Cassandra Introduction

Today’s world is impatient and at the same time, it’s generating terabytes of data every hour every day. The need of the hour is infinite scalability, high availability, and maximum I/O throughput. If you are into backend engineering or diving into system designs, or simply curious about exploring new technologies, you must have heard about Cassandra and how popular it’s getting daily. Let’s get to know about Cassandra as a database, what makes it so powerful, and understand where it can be a good fit.

Brief History

Cassandra is inspired from Google Big Table(developed in 2005) and Amazon’s DynamoDB(developed in 2007). Cassandra was developed at Facebook by Avinash Lakhsman, one of the authors of DynamoDB and Prashant Malik to power the Inbox Search Feature.

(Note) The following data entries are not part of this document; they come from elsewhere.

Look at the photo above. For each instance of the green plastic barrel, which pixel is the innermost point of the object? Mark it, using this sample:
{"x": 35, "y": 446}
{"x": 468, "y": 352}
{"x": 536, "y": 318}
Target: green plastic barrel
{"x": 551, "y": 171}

Facebook released it on Google Code in 2008. Shortly after that, Cassandra becomes an Apache Incubator project in 2009 and became a top-level project for the Apache Foundation in 2010. Today, Cassandra is freely available under the Apache License 2.0.

Some say that the chosen name Cassandra was opted by Facebook engineers because Cassandra was a cursed Oracle.

Eventually, Facebook replaced Cassandra with HBase, another NoSQL database, for their Inbox Search project, but they continue to use Cassandra in their Instagram division, which supports over 1 billion monthly active users.

Present Day

Cassandra has gone through more than 10 releases as of now and it’s used by 400+ companies across 40 countries. Cassandra is one of the most widely used NoSQL database and it’s due to cassandra that the NoSQL scene has got a significant boost in the past years. 90% of Fortune 100 companies uses Cassandra even when there are plethora of NoSQL options available.

What is Cassandra?

The technical definition of Cassandra includes a few of the core engineering terminologies that are in itself a subject of research but here’s the definition of Cassandra as a database:

Cassandra is a distributed decentralized column-oriented open-source NoSQL database with high availability which is highly scalable with tunable consistency.

Now let’s break down the definition and understand the terminologies.

Distributed Decentralized System

A distributed system is made up of a collection of nodes. A node is a computing system that can communicate with other nodes and can store data. This way a distributed system can hold a huge volume of data and can be scaled horizontally by simply adding new nodes to the system.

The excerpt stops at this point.